Oswald had done it. He had gotten the world by the balls and twisted. He had caused a hundred million heartaches. He was invisible too, and then he picked up that Mannlicher-Carcano rifle and pulled the trigger and he was everywhere. The guy had to be one of the hundred most famous people of the twentieth century. If he could do it, so could I.
And then I saw it! I had the vision! It was me up there on the screen, talking with Ted Koppel. Amazing! When I clicked to the next channel, there I was on it, talking to somebody famous. No matter how fast I fired the control, there I was. In some of them I looked different — older, wearing different clothes — but it was my face on the screen. Everyone was looking at me, all over the world. Asking my opinion about things. All I really wanted was for them to say my name: Buddy Tate, and keep it in their minds, so when they saw me they’d really see me. I wouldn’t be some jerk who was invisible, I would be Buddy fucking Tate!
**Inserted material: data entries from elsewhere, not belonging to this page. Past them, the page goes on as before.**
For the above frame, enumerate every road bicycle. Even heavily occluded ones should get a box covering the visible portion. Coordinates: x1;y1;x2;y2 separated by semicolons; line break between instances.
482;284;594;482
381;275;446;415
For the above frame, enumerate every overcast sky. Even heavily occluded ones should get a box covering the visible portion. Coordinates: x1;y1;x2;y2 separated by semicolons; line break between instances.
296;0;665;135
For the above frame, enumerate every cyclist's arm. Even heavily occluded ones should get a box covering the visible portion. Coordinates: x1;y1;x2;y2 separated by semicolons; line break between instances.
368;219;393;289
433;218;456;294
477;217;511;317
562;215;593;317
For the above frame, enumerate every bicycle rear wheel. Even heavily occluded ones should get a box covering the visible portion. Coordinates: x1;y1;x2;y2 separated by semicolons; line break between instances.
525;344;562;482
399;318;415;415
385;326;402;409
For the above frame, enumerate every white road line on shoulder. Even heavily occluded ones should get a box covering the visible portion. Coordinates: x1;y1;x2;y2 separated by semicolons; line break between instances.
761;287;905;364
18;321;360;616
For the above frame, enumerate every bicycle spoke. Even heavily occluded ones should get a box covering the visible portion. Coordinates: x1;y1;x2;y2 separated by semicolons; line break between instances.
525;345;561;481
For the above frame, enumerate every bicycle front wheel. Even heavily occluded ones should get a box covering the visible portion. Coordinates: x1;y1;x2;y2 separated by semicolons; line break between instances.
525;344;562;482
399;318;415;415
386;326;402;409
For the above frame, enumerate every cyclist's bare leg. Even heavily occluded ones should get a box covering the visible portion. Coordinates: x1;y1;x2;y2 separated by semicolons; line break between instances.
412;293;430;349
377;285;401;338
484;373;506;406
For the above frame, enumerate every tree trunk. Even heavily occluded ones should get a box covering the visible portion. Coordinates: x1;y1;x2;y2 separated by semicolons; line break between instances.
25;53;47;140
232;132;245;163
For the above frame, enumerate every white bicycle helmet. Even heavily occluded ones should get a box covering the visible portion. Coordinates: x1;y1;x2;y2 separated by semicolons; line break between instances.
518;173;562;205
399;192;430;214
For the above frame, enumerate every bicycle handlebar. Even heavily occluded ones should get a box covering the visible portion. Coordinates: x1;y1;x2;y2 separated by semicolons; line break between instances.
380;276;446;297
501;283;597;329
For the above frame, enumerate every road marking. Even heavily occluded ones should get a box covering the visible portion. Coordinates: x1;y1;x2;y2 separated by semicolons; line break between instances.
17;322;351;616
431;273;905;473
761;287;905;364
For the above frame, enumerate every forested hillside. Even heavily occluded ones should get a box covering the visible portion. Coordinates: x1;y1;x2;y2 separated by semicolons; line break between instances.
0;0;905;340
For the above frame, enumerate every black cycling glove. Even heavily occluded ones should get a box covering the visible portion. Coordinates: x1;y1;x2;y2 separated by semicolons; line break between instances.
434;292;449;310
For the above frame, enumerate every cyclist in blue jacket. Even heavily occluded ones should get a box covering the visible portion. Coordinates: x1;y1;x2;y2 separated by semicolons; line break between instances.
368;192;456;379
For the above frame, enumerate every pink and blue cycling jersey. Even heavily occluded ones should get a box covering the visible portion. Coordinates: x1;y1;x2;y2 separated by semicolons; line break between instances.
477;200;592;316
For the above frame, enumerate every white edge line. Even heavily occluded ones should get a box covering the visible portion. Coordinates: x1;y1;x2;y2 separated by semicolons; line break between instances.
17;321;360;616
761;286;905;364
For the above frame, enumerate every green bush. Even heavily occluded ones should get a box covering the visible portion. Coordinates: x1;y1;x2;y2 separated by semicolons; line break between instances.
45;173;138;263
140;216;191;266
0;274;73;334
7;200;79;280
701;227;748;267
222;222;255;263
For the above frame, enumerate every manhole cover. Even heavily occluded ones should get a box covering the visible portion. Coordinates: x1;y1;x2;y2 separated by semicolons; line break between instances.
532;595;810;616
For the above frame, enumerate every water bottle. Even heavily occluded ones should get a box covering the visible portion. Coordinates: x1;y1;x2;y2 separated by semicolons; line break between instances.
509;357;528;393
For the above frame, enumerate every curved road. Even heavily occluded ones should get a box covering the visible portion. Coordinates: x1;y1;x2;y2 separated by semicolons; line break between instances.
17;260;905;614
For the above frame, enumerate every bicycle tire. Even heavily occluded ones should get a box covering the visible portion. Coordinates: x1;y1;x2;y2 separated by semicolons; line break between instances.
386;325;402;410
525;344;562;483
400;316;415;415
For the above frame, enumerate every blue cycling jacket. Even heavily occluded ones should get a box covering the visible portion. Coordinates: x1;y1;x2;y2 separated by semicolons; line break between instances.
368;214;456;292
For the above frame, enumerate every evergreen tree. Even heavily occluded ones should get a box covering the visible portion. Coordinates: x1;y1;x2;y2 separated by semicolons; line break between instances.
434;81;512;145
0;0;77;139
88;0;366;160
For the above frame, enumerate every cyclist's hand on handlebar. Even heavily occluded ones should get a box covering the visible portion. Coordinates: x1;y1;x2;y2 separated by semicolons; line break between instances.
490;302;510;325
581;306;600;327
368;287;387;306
I punched that control until my fingers got tired, and on every channel found more pictures of me. Sure, I wondered a little about how I got there, but I take it when it comes.... If I was crazy, so what?
I got scared when I stopped seeing myself. Suddenly I was gone from the screen, and
there was Thomas Flood talking down to people who were kneeling and praying and dropping their crutches. Telephone numbers flashed on the screen asking for pledges.
I hit the control. But on channel after channel, I was gone, faster than a commercial for dog food. Just a blip on the screen, and then gone. It hit me in the gut and I just kind of rolled around in front of the television in pain while Robin’s father talked about coming to San Francisco to clean house on witches and pornographers. I was sure he could see me rolling around in pain, but his eyes just looked right through me as if I wasn’t there. His face filled the whole screen, and his mouth was telling me what to do. I shut off the sound, but big letters crawled across the screen:
It is never too late to save a soul.
I wondered if I had one, and if I did, was there any hope for it? But hell, what’s a soul but another shuck that guys like Flood sold you? I didn’t need a soul, I needed a clean hit — right between this mother-fucker’s eyes. If I didn’t exist on his channel, then I swore he wouldn’t exist on any channel. I, Buddy Tate, claimed them all.
I watched, trying to chill out, as Flood fleeced the suckers. He was scary. The flying saucer people would surely grab him and take him up and away — just up and away — if I didn’t get to him first.
I thought about him torturing and messing with Robin and I felt how easy it would be to snuff him. I just had to get close enough, and she could help me get there. Then the whole world could tune in on our wedding...
I must have been hallucinating: what would we do, married? Couldn’t bring that in clear on my own screen. Static. Interference. Buy a house? Ride motorcycles together? Run from the law?
Maybe we’d even have a litter of replicas of ourselves we would have to beat so they’d be like Mom and Pop? Then there’d be a smelly old dog who’d find Robin’s bloody tampax on the floor and chew it. Bills. Taxes. No thanks.